I'm just getting to know all the idiosyncrasies. It came with a photocopy of the manual and some of it was missing. Namely the fault finder section for the boiler. We've had the boiler on and it's worked fine but recently the red light came on and it no longer pumps out hot water. There is gas - we've been cooking. Any ideas as to what else could be the matter.

We're traveling from Sitges to Saint Ettiene for a game tomorrow night, then onto Genoa for Friday, so any places en route where could get it checked out could also help. We'll be in Northern Italy for at least two weeks, so anywhere around that area would be grand.

This is my third question since I joined, we've sorted a few things out. Hopefully once we're all sorted with the van I'll be able to contribute something. Love the site though. Good stuff.

All the best,

Michael


----------



## Sprinta (Sep 15, 2010)

have you left the outside flue cover on?


not that I have ever done that


----------



## peejay (May 10, 2005)

You don't say which model boiler you have so I can only relate to a problem I had with mine which was a Truma 6002.


Similar problem, kept getting the red light but very occasionally it would work for a while before going out with the red light (no gas?) appearing again.

It turned out to be the regulator.

The test for me was to have a few flames lit on the hob - then try to start your boiler - if the flames lower on the hob when it tries to start up then it's a possibility the regulator is faulty.

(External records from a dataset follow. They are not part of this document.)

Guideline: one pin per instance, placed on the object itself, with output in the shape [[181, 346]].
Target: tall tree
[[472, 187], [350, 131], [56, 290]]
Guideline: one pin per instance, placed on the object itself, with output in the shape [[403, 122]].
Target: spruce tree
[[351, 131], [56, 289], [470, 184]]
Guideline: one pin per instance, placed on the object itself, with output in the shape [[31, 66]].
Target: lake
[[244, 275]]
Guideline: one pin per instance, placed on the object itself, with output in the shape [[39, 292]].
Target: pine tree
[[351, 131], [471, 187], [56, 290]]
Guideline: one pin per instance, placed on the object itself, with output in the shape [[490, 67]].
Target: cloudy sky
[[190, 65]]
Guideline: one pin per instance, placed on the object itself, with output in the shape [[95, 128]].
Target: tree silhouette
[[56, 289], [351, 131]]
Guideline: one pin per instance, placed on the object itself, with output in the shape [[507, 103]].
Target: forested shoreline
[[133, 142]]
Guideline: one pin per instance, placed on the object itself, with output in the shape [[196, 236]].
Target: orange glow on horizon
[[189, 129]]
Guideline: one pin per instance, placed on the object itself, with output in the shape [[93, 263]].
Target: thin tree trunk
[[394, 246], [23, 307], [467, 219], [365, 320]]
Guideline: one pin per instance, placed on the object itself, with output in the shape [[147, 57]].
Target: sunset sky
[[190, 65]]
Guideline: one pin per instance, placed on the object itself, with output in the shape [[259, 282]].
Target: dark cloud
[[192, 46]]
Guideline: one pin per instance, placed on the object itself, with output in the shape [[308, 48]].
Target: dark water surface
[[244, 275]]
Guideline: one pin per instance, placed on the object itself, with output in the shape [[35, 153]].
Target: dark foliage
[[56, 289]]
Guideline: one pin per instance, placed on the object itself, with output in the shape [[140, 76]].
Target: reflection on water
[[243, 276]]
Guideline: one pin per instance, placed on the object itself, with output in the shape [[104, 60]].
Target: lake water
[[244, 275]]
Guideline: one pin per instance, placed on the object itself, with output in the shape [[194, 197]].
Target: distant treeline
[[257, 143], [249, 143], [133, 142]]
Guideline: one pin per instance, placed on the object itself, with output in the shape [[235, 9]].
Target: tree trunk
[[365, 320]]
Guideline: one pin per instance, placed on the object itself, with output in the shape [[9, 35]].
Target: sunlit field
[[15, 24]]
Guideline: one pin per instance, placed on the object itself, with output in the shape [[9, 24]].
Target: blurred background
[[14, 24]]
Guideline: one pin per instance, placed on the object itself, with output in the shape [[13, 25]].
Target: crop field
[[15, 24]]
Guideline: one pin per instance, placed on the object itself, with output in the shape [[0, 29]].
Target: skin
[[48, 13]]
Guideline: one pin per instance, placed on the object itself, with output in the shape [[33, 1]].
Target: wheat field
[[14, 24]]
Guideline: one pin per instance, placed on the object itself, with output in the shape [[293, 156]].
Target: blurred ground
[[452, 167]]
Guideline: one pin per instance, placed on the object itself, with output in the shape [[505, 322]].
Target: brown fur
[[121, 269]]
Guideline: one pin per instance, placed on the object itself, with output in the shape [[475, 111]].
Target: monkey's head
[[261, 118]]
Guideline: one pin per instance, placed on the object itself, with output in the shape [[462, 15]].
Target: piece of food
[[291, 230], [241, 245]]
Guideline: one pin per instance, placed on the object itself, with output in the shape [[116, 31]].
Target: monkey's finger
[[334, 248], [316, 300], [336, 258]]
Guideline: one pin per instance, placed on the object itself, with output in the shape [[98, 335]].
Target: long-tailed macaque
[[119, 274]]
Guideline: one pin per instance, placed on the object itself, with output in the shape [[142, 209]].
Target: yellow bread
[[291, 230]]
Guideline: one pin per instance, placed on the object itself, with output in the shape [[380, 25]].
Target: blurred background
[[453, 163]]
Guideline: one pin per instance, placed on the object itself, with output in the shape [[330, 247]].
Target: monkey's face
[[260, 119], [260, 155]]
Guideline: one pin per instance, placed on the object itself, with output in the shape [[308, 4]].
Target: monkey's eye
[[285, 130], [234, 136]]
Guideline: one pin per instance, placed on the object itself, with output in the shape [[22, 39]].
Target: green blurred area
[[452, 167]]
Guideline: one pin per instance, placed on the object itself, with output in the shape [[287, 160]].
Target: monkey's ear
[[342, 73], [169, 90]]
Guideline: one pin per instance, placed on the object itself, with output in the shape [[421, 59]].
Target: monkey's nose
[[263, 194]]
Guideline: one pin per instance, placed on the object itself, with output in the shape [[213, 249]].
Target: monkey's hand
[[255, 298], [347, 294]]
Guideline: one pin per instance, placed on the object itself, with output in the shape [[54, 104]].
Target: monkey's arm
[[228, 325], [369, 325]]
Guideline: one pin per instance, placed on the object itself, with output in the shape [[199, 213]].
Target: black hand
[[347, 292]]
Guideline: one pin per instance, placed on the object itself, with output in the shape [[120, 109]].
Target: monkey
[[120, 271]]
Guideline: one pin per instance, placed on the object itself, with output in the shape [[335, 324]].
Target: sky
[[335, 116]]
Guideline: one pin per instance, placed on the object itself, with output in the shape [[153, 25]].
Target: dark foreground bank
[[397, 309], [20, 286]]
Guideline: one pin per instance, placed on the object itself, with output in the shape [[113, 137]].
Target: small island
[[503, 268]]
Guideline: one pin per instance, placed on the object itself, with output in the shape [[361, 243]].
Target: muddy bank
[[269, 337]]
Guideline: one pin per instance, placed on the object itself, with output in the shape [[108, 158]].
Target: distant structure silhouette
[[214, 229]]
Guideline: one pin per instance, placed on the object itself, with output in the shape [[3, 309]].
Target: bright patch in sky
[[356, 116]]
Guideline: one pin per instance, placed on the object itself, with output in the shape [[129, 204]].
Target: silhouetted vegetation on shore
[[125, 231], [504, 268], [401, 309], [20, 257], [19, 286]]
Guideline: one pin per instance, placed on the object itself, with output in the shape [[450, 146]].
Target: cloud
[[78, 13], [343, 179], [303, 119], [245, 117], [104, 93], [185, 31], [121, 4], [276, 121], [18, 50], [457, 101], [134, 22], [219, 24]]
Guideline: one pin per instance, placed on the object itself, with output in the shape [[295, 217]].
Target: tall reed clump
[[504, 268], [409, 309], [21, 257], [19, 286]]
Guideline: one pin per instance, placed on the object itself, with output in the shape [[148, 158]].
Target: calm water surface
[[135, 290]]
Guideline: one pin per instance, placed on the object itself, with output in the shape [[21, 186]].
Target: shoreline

This test might not apply if you have a different type of boiler.

Pete


----------



## Tykel68 (Oct 6, 2010)

Great I will run those checks. Not to sound like the incompetent fool I obviously am, but what's a flu cover? (Sorry...)

If none of the above works I'll come back with more details on the model etc.

Thanks so much for the info though.


----------



## duxdeluxe (Sep 2, 2007)

Flue cover

Look where the boiler is located on the van and then have a look outside in the approx position, depending on the model, you should see either a sort of grille covering the vent (good) or a biege or white oblong plastic cover (not good!)

The cover simply levers off and then try to light the boiler.

Of course I have never, ever forgotten to remove this cover before firing up............. much.

Hope that helps


----------



## Tykel68 (Oct 6, 2010)

Brilliant, Thanks


----------



## skiboycey (May 21, 2009)

As one of the other posters suggested this can happen when there's not enough gas to keep the appliance working properly at full power. Mine does it as the gas supply nears exhaustion. When the bottle is getting empty the gas will still work the hob but if you light, say, the oven as well the gas flame diminishes in power. This sometimes happens in cold weather in the morning when the gas has chilled overnight and much more often when the bottle is less than a third full. When this begins to happen the water heater will work, sometimes for quite a while, then the red light comes on. Doing a duty-cycle (turning it on and off!) often gets it going for a short time again. Re-filling my gas bottle (I have Gaslow LPG bottles) generally sorts everything out.

Previously I had a problem when I bought the motorhome and it was the regulator which had failed and was not passing enough gas. Again enough was going through to work the hob but putting more than a couple of things on showed a drop in flame power. Changing this sorted things out. 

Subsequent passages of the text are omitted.